The first row of Fig. 6 depicts the spatial distribution of the cosine similarity for maps with different fixed densities: 0.25 m (Fig. 6a), 0.5 m (Fig. 6b), and 1 m (Fig. 6c). The number of samples and the mean similarity value for each map are shown on top. The second row (6d and 6e) presents the spatial distribution of the cosine similarity for two maps obtained after the described merging process, using different G thresholds to achieve maps with different accuracies. The resulting maps achieve comparable precision to the regular grids while reducing the number of samples to \(\sim \)80% of the original, suppressing map samples which do no provide valuable information for the descriptor approximation.
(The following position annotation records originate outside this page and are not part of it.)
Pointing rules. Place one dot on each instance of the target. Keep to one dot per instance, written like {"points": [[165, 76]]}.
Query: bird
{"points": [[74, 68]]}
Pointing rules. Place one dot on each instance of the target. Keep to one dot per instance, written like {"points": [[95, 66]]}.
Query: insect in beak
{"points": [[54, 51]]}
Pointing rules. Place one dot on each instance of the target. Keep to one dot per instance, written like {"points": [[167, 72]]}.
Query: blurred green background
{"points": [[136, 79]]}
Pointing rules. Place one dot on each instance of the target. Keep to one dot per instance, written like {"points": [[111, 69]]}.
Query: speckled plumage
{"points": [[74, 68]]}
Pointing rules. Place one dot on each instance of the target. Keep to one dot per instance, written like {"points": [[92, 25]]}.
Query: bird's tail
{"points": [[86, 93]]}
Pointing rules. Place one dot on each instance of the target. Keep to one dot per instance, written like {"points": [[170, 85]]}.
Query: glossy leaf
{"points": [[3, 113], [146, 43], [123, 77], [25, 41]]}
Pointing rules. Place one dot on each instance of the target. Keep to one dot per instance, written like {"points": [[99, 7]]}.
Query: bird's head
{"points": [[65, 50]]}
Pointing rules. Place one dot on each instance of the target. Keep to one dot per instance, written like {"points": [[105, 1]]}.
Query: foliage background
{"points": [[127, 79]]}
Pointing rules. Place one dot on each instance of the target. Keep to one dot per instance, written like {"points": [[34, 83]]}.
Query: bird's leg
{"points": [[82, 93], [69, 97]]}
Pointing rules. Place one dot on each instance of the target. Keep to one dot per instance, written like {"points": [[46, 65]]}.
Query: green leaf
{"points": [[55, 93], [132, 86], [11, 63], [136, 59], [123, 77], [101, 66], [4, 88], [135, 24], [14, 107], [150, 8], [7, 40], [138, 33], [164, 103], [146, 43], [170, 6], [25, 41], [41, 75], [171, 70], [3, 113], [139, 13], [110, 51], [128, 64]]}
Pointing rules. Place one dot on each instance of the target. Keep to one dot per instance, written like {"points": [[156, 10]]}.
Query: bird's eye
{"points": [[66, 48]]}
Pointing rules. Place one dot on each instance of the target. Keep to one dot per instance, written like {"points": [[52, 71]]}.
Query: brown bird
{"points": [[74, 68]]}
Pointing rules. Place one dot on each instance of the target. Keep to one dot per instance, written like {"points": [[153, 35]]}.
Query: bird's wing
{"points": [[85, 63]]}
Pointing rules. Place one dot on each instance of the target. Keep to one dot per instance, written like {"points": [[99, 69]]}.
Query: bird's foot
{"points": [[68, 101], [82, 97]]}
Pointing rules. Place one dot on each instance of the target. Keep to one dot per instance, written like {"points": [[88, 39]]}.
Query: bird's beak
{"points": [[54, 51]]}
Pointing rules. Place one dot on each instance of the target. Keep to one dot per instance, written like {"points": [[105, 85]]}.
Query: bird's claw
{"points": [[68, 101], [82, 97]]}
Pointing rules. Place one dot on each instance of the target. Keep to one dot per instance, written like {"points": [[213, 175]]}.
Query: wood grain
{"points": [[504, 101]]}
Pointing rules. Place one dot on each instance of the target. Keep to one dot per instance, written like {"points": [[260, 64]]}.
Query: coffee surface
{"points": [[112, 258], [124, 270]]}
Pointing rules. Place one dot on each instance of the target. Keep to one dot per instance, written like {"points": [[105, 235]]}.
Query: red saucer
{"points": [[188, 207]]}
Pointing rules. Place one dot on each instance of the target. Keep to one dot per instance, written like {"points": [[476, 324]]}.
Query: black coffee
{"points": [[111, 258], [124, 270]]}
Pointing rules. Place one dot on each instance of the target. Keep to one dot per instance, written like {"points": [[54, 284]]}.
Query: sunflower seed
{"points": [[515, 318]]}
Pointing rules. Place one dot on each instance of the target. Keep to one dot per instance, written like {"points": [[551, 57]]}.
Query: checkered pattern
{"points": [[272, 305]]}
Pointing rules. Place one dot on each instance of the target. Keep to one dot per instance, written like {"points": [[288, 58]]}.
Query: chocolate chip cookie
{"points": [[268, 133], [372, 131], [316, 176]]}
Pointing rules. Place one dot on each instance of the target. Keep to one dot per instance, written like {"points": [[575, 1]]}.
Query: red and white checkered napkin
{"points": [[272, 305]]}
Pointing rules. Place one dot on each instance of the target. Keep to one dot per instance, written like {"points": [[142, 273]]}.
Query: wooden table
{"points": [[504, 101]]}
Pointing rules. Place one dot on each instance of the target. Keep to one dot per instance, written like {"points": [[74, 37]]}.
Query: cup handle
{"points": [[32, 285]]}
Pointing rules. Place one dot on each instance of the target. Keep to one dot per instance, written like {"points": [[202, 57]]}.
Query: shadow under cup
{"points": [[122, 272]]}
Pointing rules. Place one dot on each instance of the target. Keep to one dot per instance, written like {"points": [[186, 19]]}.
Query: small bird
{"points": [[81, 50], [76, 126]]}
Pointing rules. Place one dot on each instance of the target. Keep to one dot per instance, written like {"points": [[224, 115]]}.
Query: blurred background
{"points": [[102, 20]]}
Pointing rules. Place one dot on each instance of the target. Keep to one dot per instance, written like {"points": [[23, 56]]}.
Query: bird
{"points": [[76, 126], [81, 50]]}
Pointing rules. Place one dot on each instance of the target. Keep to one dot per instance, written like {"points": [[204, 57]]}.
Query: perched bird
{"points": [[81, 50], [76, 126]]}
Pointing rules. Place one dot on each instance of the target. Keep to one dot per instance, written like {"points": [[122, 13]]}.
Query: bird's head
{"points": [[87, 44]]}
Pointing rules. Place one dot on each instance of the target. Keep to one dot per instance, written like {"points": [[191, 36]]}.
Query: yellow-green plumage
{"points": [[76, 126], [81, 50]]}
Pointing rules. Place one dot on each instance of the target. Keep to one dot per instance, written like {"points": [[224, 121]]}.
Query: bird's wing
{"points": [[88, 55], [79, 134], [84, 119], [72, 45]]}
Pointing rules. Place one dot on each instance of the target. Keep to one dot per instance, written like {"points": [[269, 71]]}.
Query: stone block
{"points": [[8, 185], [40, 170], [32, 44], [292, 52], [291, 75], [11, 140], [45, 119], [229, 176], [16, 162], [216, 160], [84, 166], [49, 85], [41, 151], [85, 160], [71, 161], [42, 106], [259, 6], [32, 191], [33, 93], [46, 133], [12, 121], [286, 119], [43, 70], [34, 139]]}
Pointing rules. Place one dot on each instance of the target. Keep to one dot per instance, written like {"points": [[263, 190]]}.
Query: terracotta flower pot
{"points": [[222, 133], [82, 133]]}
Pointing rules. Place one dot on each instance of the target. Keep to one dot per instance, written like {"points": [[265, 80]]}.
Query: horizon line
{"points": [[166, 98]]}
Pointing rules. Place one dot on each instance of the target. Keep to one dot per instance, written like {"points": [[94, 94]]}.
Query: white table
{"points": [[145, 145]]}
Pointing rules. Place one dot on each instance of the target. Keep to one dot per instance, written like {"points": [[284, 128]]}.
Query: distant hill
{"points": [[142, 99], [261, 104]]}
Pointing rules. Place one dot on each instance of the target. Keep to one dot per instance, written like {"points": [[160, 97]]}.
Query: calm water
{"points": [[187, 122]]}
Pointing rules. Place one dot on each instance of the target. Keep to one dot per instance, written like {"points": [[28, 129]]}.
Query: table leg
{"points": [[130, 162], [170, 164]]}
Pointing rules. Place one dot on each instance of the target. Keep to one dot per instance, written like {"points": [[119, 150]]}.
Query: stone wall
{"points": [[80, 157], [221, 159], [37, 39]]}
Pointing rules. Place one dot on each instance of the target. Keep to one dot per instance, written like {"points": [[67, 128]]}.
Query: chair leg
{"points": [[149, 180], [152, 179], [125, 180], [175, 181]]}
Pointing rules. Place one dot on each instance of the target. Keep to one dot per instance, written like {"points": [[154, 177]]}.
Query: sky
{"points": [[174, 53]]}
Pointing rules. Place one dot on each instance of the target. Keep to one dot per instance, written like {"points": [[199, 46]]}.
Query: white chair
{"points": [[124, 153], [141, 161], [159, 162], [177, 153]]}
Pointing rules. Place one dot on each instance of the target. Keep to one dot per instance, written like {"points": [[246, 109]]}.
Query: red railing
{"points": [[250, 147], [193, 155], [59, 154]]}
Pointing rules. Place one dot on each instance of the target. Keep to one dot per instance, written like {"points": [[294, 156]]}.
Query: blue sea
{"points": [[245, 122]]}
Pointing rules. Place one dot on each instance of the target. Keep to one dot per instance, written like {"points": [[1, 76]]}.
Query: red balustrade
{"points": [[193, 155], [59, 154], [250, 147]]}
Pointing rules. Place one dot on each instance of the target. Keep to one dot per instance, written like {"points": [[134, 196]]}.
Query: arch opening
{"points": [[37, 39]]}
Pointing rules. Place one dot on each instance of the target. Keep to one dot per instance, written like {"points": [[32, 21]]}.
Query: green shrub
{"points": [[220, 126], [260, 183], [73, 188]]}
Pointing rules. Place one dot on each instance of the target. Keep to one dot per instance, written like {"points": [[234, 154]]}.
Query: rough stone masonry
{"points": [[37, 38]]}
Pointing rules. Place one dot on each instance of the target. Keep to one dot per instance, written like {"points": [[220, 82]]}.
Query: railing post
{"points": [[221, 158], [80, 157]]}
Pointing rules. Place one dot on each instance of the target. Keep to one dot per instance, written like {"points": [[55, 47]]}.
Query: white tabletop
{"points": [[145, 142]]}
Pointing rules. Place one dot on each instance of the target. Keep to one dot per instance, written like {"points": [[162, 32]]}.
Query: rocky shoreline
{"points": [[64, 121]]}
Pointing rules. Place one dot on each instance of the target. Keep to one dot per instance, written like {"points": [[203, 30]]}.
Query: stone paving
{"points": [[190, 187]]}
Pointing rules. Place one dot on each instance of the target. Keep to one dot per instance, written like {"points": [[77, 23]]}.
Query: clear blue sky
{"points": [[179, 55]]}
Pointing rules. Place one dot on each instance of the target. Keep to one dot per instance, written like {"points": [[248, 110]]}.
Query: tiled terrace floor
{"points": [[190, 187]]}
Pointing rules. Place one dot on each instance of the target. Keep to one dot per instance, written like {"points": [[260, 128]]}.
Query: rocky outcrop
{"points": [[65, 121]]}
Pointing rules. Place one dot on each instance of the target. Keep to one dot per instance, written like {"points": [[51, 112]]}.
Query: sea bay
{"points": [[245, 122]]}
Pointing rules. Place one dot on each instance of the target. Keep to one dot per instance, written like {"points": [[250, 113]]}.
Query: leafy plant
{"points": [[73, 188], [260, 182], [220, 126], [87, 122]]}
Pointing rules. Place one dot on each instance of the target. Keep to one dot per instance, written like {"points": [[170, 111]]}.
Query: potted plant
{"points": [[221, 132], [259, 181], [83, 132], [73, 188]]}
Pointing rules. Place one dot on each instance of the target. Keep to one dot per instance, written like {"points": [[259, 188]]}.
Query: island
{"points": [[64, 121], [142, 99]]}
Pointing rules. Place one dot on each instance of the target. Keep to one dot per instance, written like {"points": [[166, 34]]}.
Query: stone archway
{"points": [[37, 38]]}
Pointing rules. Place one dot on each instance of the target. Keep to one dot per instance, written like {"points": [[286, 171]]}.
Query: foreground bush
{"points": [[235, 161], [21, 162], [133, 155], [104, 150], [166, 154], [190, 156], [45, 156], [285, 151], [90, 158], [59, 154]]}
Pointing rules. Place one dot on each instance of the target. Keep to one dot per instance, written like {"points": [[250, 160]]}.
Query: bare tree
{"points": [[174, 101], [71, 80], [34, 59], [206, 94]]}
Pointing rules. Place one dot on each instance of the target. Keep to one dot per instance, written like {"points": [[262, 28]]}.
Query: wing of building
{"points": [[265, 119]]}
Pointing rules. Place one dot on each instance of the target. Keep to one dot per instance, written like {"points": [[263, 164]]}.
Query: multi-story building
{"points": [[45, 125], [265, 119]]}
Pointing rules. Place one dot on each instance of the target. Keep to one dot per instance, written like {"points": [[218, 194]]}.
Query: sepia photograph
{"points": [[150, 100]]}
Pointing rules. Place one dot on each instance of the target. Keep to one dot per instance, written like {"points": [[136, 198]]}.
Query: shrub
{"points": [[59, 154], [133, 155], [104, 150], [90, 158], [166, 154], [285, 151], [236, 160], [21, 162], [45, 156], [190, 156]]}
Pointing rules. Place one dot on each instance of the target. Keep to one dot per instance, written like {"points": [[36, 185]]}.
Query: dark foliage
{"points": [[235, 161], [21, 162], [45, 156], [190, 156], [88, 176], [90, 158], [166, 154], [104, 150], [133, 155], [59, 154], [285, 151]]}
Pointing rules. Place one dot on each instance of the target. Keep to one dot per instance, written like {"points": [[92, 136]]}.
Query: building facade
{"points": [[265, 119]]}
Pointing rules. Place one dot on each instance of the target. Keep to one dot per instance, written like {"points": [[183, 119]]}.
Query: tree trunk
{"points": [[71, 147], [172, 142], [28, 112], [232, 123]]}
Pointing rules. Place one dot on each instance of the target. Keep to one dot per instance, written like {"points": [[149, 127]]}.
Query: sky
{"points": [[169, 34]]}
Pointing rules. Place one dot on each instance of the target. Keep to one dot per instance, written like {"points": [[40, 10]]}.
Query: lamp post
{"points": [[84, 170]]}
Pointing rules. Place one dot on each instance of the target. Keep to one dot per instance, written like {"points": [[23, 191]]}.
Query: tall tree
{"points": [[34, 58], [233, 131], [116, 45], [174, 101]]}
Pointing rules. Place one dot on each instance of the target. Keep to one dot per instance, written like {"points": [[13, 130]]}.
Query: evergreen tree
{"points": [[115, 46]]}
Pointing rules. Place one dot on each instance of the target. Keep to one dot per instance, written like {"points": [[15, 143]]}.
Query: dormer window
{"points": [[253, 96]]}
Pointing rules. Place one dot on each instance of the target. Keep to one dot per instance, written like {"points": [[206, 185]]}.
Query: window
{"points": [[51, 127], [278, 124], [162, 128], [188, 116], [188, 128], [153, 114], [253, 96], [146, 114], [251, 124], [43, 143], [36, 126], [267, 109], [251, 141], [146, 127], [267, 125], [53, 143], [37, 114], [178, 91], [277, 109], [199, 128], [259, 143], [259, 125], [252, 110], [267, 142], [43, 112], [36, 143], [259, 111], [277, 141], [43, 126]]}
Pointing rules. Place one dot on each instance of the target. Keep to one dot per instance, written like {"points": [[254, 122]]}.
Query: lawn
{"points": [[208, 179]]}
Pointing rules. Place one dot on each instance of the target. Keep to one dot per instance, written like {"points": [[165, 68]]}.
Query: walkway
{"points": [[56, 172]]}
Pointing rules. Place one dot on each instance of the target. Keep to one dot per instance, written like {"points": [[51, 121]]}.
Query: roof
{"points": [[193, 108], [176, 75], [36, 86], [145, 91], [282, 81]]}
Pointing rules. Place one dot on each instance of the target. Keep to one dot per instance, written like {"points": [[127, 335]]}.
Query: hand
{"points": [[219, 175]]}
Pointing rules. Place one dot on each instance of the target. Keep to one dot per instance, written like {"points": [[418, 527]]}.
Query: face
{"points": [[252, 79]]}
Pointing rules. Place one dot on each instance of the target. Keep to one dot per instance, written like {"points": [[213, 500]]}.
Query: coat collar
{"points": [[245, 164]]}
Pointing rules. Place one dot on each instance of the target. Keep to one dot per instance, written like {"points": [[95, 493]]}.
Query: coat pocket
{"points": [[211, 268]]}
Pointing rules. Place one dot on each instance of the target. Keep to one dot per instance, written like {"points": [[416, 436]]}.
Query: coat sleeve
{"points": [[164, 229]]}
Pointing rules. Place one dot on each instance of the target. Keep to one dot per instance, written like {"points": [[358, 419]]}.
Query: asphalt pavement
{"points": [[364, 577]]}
The samples are distributed with higher density at those regions further away from the virtual wall, since their FoV captures more stripes, hence having higher G. Evidently, the presented results stem from a proof of concept, so it is worth noting that the metric G should be employed in combination with other indicators capable of estimating other parameters that affect the appearance of the image in more complex environment, as the depth of the scene or the lighting conditions. In any case, we believe that these results provide insight about the structure of the DM, and will lead to further research on map building for AbL.

Fig. 6.
figure 6

Spatial distribution of the descriptor approximation accuracy for maps with fixed and variable densities. The wall is situated on the x-axis and the camera is pointing towards it.

4 Conclusion

This paper has analyzed how a Descriptor Manifold can be approximated by an appearance map (in the form of pose-descriptor pairs) that is optimal for Appearance-based Localization. Concretely, we have investigated three parameters for such maps: their sampling density, the method employed for interpolating between samples, and the image content. Thus, we have first performed an experimental evaluation for three common estimation methods: NN, bilineal interpolation and GP-based regression, in maps with different density. For that, we have measured the accuracy of a set of estimated descriptors at unmapped camera poses, revealing that the bilineal and the GP-based methods perform similarly but with the GP also providing a distribution over the descriptor space, which is particularly suitable for probabilistic localization filters. Regarding the image content, we first performed a proof of concept to validate the idea that the DM shape (and hence the interpolation accuracy) depends on the image content, with smooth areas when the images do not change significantly and twisted ones otherwise. Based on this, we have proposed an image-based metric grounded on its derivative as an indicator of the image variation. Then, we have applied it in a use case to build an appearance map as a grid with variable density that significantly reduces the number of samples needed to keep the same accuracy level than a regular grid. These results will be used in further research for mapping applications in order to design optimal maps to accurately perform AbL.